Uno en su modestia también ha escrito versos a la
Esperanza.
Espigando en la memoria y con la ayuda de esa inestimable
voz que repite a lo papagayo desde la concha de apuntador de las viejas
carpetas de archivo los escritos que amarillean,
me doy con uno que es fruto de mi juventud, cuando mezclaba la inspiración
devota con los madrigales a las palomas rubias y las garzas morenas, que decía
Rubén Darío, de mi romántica adolescencia.

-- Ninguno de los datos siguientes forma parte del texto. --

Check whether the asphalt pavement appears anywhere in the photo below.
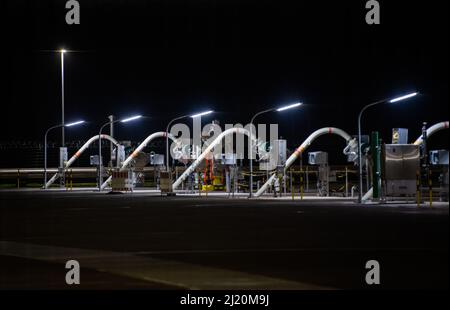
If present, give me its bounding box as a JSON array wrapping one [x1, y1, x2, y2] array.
[[0, 191, 449, 289]]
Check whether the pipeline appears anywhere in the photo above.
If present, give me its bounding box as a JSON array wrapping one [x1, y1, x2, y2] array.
[[102, 131, 177, 189], [255, 127, 356, 197], [361, 121, 448, 201], [45, 135, 119, 188], [172, 127, 259, 189]]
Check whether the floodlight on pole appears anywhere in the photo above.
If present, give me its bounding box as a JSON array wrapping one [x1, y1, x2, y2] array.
[[120, 115, 142, 123], [248, 102, 303, 198], [191, 110, 214, 118], [358, 92, 419, 203], [98, 115, 143, 191], [276, 102, 303, 112], [64, 121, 84, 127], [44, 121, 85, 189]]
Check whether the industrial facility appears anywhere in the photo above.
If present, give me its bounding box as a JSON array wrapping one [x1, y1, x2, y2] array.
[[0, 112, 449, 205]]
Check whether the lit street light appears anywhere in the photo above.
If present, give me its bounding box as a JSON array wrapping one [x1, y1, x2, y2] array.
[[59, 49, 67, 147], [44, 121, 84, 189], [98, 115, 142, 192], [248, 102, 303, 198], [358, 92, 418, 203]]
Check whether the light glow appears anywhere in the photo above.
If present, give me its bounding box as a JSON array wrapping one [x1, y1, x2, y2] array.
[[389, 92, 418, 103], [191, 111, 214, 118], [65, 121, 84, 127], [277, 102, 303, 112], [121, 115, 142, 123]]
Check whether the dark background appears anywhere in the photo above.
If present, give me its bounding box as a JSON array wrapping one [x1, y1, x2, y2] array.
[[0, 0, 449, 160]]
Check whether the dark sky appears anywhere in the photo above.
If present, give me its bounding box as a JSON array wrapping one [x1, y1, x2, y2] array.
[[0, 0, 449, 156]]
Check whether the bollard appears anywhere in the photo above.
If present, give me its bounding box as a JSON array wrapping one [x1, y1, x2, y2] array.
[[428, 169, 433, 208], [416, 170, 420, 208]]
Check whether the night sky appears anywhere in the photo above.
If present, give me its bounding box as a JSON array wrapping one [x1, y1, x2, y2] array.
[[0, 0, 449, 159]]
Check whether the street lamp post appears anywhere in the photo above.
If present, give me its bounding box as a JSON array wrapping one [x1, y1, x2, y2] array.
[[166, 110, 214, 172], [248, 102, 303, 198], [43, 121, 84, 189], [358, 92, 418, 203], [98, 115, 142, 192], [60, 49, 66, 147]]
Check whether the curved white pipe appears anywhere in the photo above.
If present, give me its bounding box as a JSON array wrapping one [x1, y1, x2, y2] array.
[[361, 121, 448, 201], [255, 127, 352, 197], [45, 135, 119, 188], [102, 131, 176, 189], [172, 127, 258, 189]]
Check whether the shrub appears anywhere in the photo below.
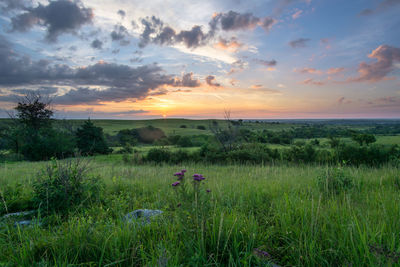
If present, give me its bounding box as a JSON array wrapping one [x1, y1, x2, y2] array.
[[177, 136, 193, 147], [318, 167, 354, 194], [76, 119, 111, 155], [33, 158, 102, 214]]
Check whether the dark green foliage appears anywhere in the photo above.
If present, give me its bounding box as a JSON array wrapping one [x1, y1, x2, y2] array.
[[176, 136, 193, 147], [284, 144, 317, 163], [20, 128, 75, 160], [351, 133, 376, 146], [33, 159, 102, 214], [3, 93, 75, 160], [336, 145, 400, 166], [0, 183, 34, 215], [317, 167, 354, 194], [117, 125, 166, 145], [15, 93, 53, 130], [76, 119, 111, 155]]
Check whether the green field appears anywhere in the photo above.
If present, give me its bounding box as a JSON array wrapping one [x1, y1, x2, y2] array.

El primero es un soneto que decía:
Ha volado fugaz mi fantasía
a crear el altar de tu realeza.
He querido entronarte como alteza
de la luz que despierta el nuevo día.
He soñado una dulce melodía
que te calme la hiel de tu tristeza.
La corona que ciña tu cabeza
nacerá de lujosa orfebrería
y, a tus plantas, pondré, como una ofrenda,
todo un pueblo tan fiel que te defienda
y te aclame por Reina sin mancilla.
Mas ¿qué digo, Señora? ¿Cómo intento
conseguir para ti otro portento
que tu paso de palio de Sevilla?
Luego salto por encima del Pregón de Semana Santa de 1990
en el que es generalmente sabido que, al entrar mi cofradía del Calvario en la
catedral, abandonaba transitoriamente las filas nazarenas de las que era
diputado mayor, para acudir a una cita con la Virgen en la puerta de los Palos
y releo los folios donde escribí la
Exaltación del Cuarto Centenario de la Hermandad a la que di comienzo con esta décima:
Con cuatro siglos de menos
estaba viendo María
si a la tierra bajaría
a sus campos nazarenos
Y, con ojos de luz llenos,
la que es de gracia plena
concluyó: No habrá más pena
sino el gozo que más brilla:
Que me quedo Yo en Sevilla
y me llamo Macarena.
Hay más. Prometo seguir otro día.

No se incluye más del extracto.